As the French-led military forces retake northern Mali, [AQIM emir Abdelmalek] Droukdel's eight month old letter should resonate as an ominous warning as it points to a long-term strategic plan to outlive the intervention and sets the stage for a potentially successful return. Clearly, under Droukdel's leadership, AQIM has no intention of relinquishing northern Mali.
An internal document recovered by the Associated Press in Timbuktu in January 2013 sheds new light on al-Qa'ida in the Islamic Maghreb's (AQIM) strategy in northern Mali. The document was purportedly part of a confidential letter from Abdelmalek Droukdel (also known as Abu Mus'ab 'Abd al-Wadud), the amir of AQIM, to his lieutenants in the Sahara and to the Islamist militant group Ansar Eddine's leader, Iyad ag Ghaly (also known as Shaykh Abu Fadl). The document was not dated, but several references indicate that Droukdel may have authored the letter in early July 2012.
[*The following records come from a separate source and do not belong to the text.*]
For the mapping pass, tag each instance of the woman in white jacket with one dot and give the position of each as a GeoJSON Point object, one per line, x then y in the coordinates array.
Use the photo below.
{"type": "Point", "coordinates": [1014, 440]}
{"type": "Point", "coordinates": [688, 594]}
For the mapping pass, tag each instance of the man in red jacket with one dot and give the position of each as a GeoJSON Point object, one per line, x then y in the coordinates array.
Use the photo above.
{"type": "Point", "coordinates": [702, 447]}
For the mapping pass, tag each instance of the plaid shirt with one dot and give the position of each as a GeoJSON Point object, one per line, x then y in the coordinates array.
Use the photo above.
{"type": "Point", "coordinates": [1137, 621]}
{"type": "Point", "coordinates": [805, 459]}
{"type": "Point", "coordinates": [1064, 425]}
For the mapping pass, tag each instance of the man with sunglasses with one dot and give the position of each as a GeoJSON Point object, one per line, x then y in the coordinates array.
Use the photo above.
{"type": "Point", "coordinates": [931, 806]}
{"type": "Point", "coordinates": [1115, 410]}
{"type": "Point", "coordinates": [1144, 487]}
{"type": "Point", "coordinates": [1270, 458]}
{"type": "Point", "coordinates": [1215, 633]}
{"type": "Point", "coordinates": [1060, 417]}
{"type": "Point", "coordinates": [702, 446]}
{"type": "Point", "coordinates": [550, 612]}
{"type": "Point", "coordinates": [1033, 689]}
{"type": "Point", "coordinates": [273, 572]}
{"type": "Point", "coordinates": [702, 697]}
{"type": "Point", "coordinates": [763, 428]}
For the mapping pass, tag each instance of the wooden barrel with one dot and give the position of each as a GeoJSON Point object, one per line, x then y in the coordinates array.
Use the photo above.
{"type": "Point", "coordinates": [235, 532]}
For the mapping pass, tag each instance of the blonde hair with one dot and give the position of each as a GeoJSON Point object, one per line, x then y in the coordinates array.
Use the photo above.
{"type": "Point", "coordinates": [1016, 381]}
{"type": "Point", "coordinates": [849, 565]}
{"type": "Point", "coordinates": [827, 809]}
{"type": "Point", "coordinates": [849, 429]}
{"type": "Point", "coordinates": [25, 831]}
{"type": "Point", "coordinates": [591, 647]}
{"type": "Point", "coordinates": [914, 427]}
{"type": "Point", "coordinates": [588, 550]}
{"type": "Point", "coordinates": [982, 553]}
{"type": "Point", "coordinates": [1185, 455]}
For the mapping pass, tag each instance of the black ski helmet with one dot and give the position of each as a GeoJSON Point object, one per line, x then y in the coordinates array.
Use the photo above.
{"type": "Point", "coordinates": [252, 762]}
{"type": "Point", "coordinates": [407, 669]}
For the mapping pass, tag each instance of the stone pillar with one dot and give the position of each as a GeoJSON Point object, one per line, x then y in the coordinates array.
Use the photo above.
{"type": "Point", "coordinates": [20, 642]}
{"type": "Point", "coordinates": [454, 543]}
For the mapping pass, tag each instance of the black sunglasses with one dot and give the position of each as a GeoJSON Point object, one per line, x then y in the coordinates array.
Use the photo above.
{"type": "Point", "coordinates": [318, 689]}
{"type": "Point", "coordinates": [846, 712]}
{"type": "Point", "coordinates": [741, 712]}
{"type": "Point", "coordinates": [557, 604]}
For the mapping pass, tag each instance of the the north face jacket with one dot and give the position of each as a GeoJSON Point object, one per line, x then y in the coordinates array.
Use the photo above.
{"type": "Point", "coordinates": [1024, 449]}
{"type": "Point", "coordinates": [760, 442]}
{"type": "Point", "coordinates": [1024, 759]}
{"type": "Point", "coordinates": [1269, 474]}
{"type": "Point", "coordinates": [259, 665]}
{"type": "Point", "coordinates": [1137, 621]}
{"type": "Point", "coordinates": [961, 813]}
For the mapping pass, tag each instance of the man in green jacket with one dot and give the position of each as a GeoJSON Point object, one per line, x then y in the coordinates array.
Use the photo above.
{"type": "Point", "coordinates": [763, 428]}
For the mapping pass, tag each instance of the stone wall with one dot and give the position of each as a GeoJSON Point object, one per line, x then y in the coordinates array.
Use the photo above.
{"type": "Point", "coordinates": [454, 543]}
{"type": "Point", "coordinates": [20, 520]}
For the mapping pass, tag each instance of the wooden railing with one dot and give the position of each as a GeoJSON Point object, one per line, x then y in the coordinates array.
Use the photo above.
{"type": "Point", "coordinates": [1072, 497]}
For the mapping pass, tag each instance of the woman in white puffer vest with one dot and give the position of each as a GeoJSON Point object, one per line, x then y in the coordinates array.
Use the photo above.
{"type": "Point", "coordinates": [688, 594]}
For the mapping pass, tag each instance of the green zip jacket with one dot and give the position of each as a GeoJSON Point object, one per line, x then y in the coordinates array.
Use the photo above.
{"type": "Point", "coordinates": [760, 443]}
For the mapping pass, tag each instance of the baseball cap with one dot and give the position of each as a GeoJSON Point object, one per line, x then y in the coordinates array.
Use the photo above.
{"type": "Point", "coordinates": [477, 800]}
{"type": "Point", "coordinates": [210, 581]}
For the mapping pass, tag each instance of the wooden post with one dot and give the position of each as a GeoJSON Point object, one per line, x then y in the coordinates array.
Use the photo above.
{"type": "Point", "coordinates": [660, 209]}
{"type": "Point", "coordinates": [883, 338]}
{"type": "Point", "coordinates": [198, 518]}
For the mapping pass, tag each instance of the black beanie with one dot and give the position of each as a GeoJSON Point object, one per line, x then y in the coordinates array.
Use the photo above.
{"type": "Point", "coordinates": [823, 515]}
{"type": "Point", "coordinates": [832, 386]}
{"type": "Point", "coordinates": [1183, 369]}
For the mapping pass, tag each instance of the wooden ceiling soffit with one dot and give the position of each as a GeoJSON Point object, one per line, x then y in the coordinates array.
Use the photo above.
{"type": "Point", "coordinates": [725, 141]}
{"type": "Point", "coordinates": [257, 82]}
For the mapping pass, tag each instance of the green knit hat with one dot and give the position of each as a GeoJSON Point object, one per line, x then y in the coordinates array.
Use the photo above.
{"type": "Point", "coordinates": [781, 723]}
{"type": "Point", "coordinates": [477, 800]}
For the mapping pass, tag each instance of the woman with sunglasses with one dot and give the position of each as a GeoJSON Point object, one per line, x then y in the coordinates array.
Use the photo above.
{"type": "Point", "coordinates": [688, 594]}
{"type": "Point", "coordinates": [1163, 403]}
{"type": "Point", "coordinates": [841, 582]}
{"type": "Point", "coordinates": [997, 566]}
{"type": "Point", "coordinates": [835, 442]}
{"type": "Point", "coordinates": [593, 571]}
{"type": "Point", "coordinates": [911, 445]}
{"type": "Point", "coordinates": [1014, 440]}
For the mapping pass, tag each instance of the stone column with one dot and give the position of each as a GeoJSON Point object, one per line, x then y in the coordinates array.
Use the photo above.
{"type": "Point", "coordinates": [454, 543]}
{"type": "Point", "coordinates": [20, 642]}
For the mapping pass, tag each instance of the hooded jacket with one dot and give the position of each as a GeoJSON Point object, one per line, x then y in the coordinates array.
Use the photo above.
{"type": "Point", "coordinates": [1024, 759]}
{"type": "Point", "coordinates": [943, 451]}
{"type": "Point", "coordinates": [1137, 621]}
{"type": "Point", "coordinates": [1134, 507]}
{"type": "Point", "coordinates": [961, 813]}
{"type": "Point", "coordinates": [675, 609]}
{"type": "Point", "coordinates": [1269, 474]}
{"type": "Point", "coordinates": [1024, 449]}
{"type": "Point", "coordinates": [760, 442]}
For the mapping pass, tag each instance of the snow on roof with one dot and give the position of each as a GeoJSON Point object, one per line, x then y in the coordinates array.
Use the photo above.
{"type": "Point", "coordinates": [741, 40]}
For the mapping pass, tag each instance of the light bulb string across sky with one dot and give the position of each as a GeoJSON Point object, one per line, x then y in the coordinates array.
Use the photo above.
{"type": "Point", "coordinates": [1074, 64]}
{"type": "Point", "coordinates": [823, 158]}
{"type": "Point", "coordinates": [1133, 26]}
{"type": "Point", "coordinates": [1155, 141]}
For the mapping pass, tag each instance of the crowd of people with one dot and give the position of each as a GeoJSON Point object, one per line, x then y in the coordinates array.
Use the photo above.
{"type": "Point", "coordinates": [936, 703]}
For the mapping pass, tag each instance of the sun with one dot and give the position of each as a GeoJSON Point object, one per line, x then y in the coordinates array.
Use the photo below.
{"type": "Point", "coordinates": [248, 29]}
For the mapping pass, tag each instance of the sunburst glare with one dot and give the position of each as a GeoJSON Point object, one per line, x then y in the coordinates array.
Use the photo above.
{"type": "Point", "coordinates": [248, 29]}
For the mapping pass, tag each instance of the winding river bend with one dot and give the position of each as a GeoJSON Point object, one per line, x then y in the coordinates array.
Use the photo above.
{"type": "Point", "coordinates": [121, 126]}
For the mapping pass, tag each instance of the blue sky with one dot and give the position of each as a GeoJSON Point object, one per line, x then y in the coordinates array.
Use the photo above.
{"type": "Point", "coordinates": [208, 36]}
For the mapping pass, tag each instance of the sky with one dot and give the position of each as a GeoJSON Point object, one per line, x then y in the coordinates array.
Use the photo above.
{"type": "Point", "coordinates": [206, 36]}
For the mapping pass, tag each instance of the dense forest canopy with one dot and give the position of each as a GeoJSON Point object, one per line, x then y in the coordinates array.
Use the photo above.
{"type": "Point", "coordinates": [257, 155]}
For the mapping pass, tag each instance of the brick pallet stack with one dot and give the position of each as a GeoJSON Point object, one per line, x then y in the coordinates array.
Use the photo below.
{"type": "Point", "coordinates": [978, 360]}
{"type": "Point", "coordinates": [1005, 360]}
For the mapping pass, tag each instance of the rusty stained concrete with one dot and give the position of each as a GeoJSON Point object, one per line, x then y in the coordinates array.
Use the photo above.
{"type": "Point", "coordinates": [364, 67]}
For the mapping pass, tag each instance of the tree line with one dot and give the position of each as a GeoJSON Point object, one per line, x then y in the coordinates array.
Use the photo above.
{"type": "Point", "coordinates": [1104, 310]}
The letter revealed a deep strategic fracture between AQIM's leadership and its lieutenants on the ground, as Droukdel saw a military intervention as all but inevitable and therefore wanted to focus the group's strategy on outliving it. The letter further highlighted major internal dysfunction between AQIM's leadership and its subordinates in the Sahara. Finally, it showed a deep commitment to success and a worrisome plan for the future.